Fix a closed interval $[a, b]$. For a bounded function $f$ on $[a, b]$ and a dissection $\mathcal{D}$ of $[a, b]$, how are the lower sum $s(f, \mathcal{D})$ and upper sum $S(f, \mathcal{D})$ defined? Show that $s(f, \mathcal{D}) \leqslant S(f, \mathcal{D})$.
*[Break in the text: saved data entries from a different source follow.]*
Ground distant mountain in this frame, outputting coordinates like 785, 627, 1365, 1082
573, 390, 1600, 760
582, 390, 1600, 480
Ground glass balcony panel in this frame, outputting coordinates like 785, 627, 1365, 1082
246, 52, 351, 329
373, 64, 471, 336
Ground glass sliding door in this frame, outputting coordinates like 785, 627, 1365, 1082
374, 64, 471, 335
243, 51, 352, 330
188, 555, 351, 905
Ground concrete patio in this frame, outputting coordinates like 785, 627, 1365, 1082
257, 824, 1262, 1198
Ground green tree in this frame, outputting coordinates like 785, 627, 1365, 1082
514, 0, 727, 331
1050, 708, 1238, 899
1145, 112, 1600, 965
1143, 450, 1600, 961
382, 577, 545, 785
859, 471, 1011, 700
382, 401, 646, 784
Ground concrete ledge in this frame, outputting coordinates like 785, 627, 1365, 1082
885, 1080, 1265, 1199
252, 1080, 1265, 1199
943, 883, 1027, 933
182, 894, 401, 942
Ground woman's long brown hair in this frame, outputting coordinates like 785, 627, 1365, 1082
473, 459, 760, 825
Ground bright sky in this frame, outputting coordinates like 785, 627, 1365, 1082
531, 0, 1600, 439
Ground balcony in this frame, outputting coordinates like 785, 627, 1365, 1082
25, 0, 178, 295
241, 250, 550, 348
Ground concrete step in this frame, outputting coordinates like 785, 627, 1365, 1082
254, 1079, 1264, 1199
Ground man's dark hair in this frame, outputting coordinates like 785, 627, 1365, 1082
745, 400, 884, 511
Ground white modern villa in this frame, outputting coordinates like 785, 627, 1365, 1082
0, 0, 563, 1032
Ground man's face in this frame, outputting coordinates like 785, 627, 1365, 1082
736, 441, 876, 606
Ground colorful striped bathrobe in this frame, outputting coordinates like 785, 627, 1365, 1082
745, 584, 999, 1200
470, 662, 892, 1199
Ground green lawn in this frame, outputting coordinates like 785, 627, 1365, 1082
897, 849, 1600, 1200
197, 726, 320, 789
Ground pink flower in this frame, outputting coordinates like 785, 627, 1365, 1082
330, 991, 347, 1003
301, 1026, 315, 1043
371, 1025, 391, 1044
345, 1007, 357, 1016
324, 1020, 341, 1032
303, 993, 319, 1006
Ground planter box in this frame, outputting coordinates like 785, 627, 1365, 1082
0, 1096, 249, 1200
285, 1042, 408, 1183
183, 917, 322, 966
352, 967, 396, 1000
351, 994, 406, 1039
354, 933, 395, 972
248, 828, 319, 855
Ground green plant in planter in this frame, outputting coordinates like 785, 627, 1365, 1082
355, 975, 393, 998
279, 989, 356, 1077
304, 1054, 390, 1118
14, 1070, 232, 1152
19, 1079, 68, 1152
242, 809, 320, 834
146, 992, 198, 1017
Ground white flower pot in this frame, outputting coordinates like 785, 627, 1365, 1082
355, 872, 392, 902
Suppose $\mathcal{D}^{\prime}$ is a dissection of $[a, b]$ such that $\mathcal{D} \subseteq \mathcal{D}^{\prime}$. Show that

$$s(f, \mathcal{D}) \leqslant s\left(f, \mathcal{D}^{\prime}\right) \text { and } S\left(f, \mathcal{D}^{\prime}\right) \leqslant S(f, \mathcal{D})$$

By using the above inequalities or otherwise, show that if $\mathcal{D}_{1}$ and $\mathcal{D}_{2}$ are two dissections of $[a, b]$ then

$$s\left(f, \mathcal{D}_{1}\right) \leqslant S\left(f, \mathcal{D}_{2}\right)$$

For a function $f$ and dissection $\mathcal{D}=\left\{x_{0}, \ldots, x_{n}\right\}$ let

$$p(f, \mathcal{D})=\prod_{k=1}^{n}\left[1+\left(x_{k}-x_{k-1}\right) \inf _{x \in\left[x_{k-1}, x_{k}\right]} f(x)\right]$$

If $f$ is non-negative and Riemann integrable, show that

$$p(f, \mathcal{D}) \leqslant e^{\int_{a}^{b} f(x) d x} .$$

[You may use without proof the inequality $e^{t} \geqslant t+1$ for all $t$.]